Personal information
- Full name: Arjen Gerald Teeuwissen
- Born: 29 March 1971 Mook en Middelaar, Netherlands
- Died: 29 May 2024 (aged 53) Zoersel, Belgium

Medal record
Equestrian
Representing the Netherlands
Olympic Games
| Silver medal – second place | 2000 Sydney | Team dressage |
European Championships
| Silver medal – second place | 1999 Arnhem | Team dressage |
| Silver medal – second place | 2001 Verden | Team dressage |
| Silver medal – second place | 2001 Verden | Individual dressage |
| Bronze medal – third place | 1999 Arnhem | Individual dressage |

= Arjen Teeuwissen =

Dutch equestrian (1971–2024)

Arjen Gerald Teeuwissen (29 March 1971 – 29 May 2024) was a Dutch equestrian, who won the silver medal in the Team Dressage event at the 2000 Summer Olympics in Sydney, Australia. He did so alongside Anky van Grunsven, Ellen Bontje, and Coby van Baalen.

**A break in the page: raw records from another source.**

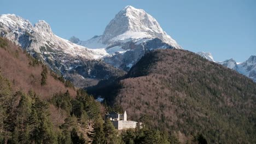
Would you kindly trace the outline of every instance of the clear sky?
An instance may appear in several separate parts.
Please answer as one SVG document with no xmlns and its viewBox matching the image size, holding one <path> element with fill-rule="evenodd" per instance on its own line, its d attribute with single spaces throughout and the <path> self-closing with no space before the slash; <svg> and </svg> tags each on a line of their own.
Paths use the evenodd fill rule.
<svg viewBox="0 0 256 144">
<path fill-rule="evenodd" d="M 184 49 L 210 52 L 217 61 L 256 55 L 255 0 L 0 0 L 0 14 L 44 20 L 56 35 L 85 40 L 127 5 L 154 17 Z"/>
</svg>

Teeuwissen was one of eight LGBT Olympians, who were also equestrians at the 2000 Olympic Games. At the medal ceremony of the team dressage, the three men of the twelve who were awarded medals were all gay men, Robert Dover and Guenter Seidel (both USA, bronze) and Teeuwissen. He died in Zoersel, Belgium on 29 May 2024, aged 53.